Corporate China is far from ready to take over the world as only a tiny minority of Chinese enterprises have active plans for acquisitions overseas, a research report said yesterday.
Out of 176 Chinese companies taking part in a recent survey, 91 percent said the domestic market would be their main target in the next three years, according to the report from the Economist Intelligence Unit (EIU).
"We were motivated to write this report by hypotheses, such as -- China is about to take over the world," Steven Xu, a director of advisory services at the EIU, told a briefing in Beijing.
"Based on our findings, we have come to the conclusion that Chinese companies' overseas expansion is still at a very early stage," Xu said.
China's overseas buying spree is often compared with Japan's aggressive foreign buying in the 1980s, with computer maker Lenovo's (
Despite headline-grabbing stories like that, China's direct investment in other countries still remains below Japan's a generation ago.

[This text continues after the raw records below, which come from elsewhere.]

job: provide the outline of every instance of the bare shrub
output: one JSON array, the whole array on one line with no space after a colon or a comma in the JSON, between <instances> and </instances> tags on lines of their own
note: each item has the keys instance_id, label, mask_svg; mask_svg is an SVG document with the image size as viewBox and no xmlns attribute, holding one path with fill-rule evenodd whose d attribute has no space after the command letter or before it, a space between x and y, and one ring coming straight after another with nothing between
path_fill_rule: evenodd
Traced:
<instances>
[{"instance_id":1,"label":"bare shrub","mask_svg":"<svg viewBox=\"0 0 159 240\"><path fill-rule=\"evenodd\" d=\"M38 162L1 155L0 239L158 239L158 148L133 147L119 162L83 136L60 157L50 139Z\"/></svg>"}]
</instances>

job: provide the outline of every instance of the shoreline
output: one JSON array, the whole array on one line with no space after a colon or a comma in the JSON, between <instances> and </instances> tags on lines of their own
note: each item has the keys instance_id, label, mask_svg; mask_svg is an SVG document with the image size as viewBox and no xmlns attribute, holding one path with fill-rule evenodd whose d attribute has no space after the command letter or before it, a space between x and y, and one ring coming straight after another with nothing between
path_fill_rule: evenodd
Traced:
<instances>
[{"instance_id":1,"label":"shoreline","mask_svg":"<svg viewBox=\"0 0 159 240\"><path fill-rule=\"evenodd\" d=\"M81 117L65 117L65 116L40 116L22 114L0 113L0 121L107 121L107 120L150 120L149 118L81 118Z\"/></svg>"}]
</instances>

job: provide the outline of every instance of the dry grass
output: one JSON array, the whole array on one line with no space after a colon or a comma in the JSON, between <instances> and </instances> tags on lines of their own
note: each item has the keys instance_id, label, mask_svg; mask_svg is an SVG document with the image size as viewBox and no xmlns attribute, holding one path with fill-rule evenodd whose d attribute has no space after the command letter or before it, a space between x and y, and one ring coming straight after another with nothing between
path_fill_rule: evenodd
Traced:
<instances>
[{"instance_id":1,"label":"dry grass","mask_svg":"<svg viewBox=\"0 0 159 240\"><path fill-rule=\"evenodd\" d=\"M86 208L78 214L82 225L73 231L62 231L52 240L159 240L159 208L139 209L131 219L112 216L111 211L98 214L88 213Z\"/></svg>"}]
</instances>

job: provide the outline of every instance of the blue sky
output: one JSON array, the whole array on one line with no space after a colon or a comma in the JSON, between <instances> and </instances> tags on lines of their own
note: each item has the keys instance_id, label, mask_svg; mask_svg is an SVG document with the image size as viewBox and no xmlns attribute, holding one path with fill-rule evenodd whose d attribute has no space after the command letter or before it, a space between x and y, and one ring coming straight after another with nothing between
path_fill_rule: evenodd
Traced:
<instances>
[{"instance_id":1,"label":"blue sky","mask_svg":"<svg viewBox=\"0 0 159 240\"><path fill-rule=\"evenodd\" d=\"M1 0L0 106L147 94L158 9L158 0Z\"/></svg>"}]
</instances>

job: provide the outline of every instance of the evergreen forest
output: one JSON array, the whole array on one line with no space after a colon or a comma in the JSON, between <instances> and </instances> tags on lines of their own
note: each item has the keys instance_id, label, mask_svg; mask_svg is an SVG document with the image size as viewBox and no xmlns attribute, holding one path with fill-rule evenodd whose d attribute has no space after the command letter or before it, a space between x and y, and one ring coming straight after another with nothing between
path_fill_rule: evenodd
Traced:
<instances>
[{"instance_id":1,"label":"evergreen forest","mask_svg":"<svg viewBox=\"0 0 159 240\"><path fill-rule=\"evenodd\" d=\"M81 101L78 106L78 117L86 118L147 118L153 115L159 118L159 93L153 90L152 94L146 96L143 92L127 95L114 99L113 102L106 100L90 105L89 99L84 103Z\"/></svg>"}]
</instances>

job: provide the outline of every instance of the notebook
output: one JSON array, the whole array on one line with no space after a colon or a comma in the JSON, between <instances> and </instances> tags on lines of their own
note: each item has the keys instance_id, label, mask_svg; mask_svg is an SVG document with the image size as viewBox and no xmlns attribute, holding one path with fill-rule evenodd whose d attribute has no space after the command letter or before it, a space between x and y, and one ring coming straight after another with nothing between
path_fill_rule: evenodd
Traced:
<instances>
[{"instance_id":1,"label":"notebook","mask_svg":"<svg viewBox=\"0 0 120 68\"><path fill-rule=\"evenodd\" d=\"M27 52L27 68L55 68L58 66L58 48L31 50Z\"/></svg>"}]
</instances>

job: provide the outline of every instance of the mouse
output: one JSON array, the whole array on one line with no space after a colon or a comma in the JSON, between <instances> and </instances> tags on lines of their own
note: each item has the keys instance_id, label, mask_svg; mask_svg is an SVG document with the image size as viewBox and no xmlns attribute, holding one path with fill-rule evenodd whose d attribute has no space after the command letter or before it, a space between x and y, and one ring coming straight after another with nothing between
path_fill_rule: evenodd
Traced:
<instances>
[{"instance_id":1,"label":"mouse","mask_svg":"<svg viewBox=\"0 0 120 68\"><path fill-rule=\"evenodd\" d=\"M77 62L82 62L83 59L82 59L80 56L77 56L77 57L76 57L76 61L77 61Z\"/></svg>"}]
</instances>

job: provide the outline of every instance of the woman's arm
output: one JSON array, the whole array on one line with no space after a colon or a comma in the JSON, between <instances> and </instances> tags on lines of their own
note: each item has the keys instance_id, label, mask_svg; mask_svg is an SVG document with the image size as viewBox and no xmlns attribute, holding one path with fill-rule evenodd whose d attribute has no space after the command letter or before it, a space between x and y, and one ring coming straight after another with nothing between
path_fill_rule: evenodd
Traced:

Chinese companies that are venturing overseas either buy a brand -- as Lenovo did with IBM -- or seek to secure a steady supply of energy and raw materials, according to EIU.
Most companies told the EIU that competition from other Chinese companies remained the biggest challenge for the foreseeable future, according to the report, titled Domestic companies in China: Taking on the competition.
"The bulk of China's companies are small- and medium-sized, and they are for the most part not hunting for new brands and new markets overseas but are overwhelmingly inward-looking," the researcher said in a statement.
Fifty-five percent of companies in the survey said they considered China's large state-owned enterprises their main competition.
"It seems market liberalization in China has come rather too quickly for the majority of domestic enterprises which are under intense pressure to beat the competition in order to survive," said Xu.